The demand for consumption determines the direction in which labor will be expended in production.

This principle is so simple and obvious that it needs no further illustration, yet in its light all the complexities of our subject disappear, and we thus reach the same view of the real objects and rewards of labor in the intricacies of modern production that we gained by observing in the first beginnings of society the simpler forms of production and exchange. We see that now, as then, each laborer is endeavoring to obtain by his exertions the satisfaction of his own desires; we see that although the minute division of labor assigns to each producer the production of but a small part, or perhaps nothing at all, of the particular things be labors to get, yet, in aiding in the production of what other producers want, he is directing other labor to the production of the things he wants—in effect, producing them himself. And thus, if be make jackknives and eat wheat, the wheat is really as much the produce of his labor as if be had grown it for himself and left wheatgrowers to make their own jackknives.

We thus see how thoroughly and completely true it is, that in whatever is taken or consumed by laborers in return for labor rendered, there is no advance of capital to the laborers. If I have made jackknives, and with the wages received have bought wheat, I have simply exchanged jackknives for wheat—added jackknives to the existing stock of wealth and taken wheat from it. And as the demand for consumption determines the direction in which labor will be expended in production, it cannot even be said, so long as the limit of wheat production has not been reached, that I have lessened the stock of wheat, for, by placing jackknives in the exchangeable stock of wealth and taking wheat out, I have determined labor at the other end of a series of

exchanges to the production of wheat, just as the wheat grower, by putting in wheat and demanding jackknives, determined labor to the production of jackknives, as the easiest way by which wheat could be obtained.

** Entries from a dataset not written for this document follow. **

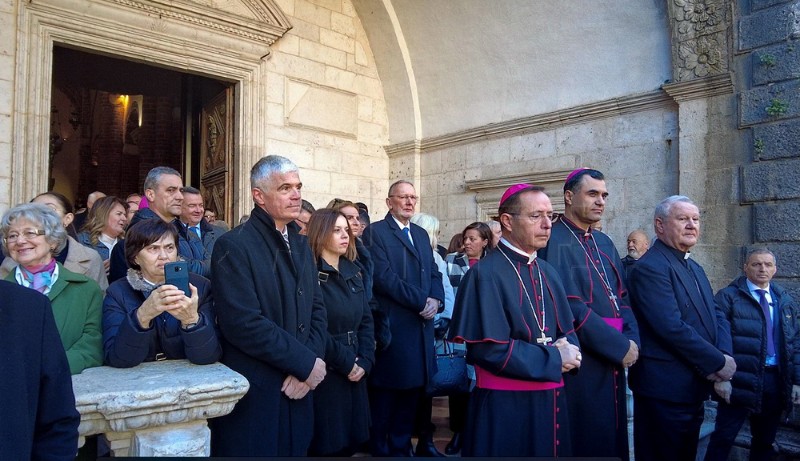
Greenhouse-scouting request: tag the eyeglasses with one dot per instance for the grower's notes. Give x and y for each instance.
(27, 234)
(536, 217)
(413, 198)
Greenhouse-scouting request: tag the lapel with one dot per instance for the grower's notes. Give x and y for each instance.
(698, 300)
(400, 235)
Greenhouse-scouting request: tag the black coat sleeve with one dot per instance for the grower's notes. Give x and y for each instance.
(56, 432)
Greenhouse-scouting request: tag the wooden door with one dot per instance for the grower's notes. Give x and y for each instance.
(216, 155)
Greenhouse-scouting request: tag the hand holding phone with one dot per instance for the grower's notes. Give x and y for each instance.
(177, 274)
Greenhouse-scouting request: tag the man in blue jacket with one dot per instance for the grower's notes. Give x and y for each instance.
(766, 346)
(408, 286)
(163, 187)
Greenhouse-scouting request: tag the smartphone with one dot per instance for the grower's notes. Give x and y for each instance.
(177, 274)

And so the man who is following the plow—though the crop for which he is opening the ground is not yet sown, and after being sown will take months to arrive at maturity—he is yet, by the exertion of his labor in plowing, virtually producing the food he eats and the wages he receives. For, though plowing is but a part of the operation of producing a crop, it is a part, and as necessary a part as harvesting. The doing of it is a step toward procuring a crop, which, by the assurance which it gives of the future crop, sets free from the stock constantly held the subsistence and wages of the plowman. This is not merely theoretically true, it is practically and literally true. At the proper time for plowing, let plowing cease. Would not the symptoms of scarcity at once manifest themselves without waiting for the time of the harvest? Let plowing cease, and would not the effect at once be felt in counting room, and machine shop, and factory? Would not loom and spindle soon stand as idle as the plow? That this would be so, we see in the effect which immediately follows a bad season. And if this would be so, is not the man who plows really producing his subsistence and wages as much as though during the day or week his labor actually resulted in the things for which his labor is exchanged?